[whatwg] Verbosio 'template DOM' - breaking the rules for a reason

Over the last six months, I've quietly toiled away at an alternate DOM
implementation for my Verbosio editing project.  (Verbosio is a project for
building a prototype XML editor, with XML languages supported as
Firefox-like add-ons.)  I would have preferred to use Mozilla's native DOM
or a pre-existing DOM implementation like domjs or envjs, but unfortunately
I felt that these would not meet my requirements - shadow content adjacent
to the owning content, XML entity support and undo history management.  I
also felt that I could not at the time easily adapt any of them to my
needs.  (I'm aware of work ongoing in shadow content and undo history, but
these specifications and implementations aren't mature yet.)

So, being the mad scientist that I am, I built my own "template DOM" from
scratch.  It's nowhere near compliance with the DOM Living Standard (
http://dom.spec.whatwg.org/ ), nor do I intend it to be.  I'll be using my
template DOM in parallel with the Mozilla DOM - the former only for
managing XML templates and XML entity references in Verbosio, the latter
for rendering those templates and for ordinary DOM work.
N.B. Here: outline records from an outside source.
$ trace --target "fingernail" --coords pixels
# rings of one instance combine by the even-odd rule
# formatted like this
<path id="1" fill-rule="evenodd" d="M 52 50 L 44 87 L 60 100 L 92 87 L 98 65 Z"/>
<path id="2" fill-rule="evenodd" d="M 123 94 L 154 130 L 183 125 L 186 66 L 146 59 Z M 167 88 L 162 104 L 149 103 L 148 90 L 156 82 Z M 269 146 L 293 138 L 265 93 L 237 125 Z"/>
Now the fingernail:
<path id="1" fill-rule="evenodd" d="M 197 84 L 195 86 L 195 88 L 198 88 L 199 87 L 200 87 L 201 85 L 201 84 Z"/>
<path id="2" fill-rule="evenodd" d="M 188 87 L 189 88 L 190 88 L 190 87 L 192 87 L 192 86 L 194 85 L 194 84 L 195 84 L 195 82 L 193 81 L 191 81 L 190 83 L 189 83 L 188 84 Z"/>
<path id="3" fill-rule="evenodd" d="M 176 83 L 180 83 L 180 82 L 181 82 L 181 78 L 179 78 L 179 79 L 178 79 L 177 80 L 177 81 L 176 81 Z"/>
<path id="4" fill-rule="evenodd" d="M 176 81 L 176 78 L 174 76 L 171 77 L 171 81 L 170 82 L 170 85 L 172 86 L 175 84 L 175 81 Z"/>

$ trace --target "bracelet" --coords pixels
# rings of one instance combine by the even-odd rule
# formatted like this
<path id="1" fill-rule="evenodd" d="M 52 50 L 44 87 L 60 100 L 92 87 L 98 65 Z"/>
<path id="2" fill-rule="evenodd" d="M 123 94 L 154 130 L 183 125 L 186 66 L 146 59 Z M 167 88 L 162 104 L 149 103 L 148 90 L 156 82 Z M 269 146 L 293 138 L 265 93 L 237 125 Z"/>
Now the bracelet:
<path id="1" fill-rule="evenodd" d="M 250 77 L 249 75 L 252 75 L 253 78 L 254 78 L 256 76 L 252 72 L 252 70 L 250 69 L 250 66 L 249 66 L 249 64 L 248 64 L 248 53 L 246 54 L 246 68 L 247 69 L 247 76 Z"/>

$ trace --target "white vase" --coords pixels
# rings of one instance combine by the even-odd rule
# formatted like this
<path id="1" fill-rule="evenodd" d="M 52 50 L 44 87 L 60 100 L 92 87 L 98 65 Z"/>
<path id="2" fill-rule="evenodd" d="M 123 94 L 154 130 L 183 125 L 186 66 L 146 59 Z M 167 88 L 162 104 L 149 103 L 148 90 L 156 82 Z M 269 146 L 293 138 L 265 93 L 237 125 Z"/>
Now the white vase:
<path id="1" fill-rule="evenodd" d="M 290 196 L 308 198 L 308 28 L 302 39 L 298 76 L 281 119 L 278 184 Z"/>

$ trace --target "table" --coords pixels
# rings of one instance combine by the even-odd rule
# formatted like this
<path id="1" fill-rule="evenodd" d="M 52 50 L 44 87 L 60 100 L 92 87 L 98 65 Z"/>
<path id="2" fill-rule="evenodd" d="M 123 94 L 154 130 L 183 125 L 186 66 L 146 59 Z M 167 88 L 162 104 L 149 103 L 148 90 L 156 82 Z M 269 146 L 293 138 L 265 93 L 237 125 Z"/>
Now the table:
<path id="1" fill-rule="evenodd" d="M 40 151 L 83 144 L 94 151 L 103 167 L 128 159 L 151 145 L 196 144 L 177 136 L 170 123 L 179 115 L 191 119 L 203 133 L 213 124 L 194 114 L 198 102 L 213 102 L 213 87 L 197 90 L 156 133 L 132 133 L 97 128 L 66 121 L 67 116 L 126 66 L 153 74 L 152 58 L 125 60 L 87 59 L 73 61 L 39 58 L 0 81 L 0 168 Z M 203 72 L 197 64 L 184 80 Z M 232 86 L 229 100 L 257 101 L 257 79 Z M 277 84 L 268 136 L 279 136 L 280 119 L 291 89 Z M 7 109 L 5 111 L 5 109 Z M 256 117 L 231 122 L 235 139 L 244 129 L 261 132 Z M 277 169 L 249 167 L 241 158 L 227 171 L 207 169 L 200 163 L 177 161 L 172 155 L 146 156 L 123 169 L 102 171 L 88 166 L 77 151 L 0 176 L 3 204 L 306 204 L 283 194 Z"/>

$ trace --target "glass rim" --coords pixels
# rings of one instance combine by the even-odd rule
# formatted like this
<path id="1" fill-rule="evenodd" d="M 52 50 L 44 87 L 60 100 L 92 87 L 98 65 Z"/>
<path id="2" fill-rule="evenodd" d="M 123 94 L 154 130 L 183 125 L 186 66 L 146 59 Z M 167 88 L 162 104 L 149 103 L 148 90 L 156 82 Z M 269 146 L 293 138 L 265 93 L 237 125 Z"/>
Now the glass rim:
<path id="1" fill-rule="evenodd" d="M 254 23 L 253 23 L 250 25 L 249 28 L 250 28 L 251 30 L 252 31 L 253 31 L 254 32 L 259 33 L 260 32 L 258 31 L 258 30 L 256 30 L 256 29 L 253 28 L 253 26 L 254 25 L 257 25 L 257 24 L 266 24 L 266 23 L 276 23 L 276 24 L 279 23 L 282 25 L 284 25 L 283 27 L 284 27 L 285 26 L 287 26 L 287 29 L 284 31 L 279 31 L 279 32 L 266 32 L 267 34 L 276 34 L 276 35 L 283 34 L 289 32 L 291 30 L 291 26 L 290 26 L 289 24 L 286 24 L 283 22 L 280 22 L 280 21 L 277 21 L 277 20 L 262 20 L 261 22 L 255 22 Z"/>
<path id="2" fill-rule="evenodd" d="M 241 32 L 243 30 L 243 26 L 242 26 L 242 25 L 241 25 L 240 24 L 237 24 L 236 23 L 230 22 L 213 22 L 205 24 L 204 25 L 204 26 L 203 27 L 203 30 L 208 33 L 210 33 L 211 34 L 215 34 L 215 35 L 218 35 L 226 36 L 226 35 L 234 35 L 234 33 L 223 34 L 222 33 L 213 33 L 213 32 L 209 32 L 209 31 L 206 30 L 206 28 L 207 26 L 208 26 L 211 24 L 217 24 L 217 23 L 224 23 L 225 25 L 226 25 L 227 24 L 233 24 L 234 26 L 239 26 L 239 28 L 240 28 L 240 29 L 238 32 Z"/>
In particular, I've started a few wiki documents on my project's website
where I explain what's supported, what's not supported, and why:
https://sourceforge.net/p/verbosio/templates/wiki/DOM/
https://sourceforge.net/p/verbosio/templates/wiki/Infrastructure/
https://sourceforge.net/p/verbosio/templates/wiki/Build/

Currently, my Jasmine testing framework reports over 900 tests - most of
which I'm certain the current DOM test suites already cover.  The remaining
tests are specific to my implementation and would likely not apply to other
existing DOM implementations.

In terms of merging my own work or ideas with other DOM implementations and
specifications - I'm certainly willing to consider it, but I need this
template DOM to work in my Verbosio editing project first.

I'm posting to this mailing list primarily as a heads-up, to show where I'm
going in the short term and perhaps to see if some of my approaches and
algorithms could be useful to others in this space.  The project's code is
available under the Mozilla Public License version 2.

Alex Vincent
Hayward, CA, U.S.A.
Planet Earth, Milky Way Galaxy, the Universe (roughly)

-- 
"The first step in confirming there is a bug in someone else's work is
confirming there are no bugs in your own."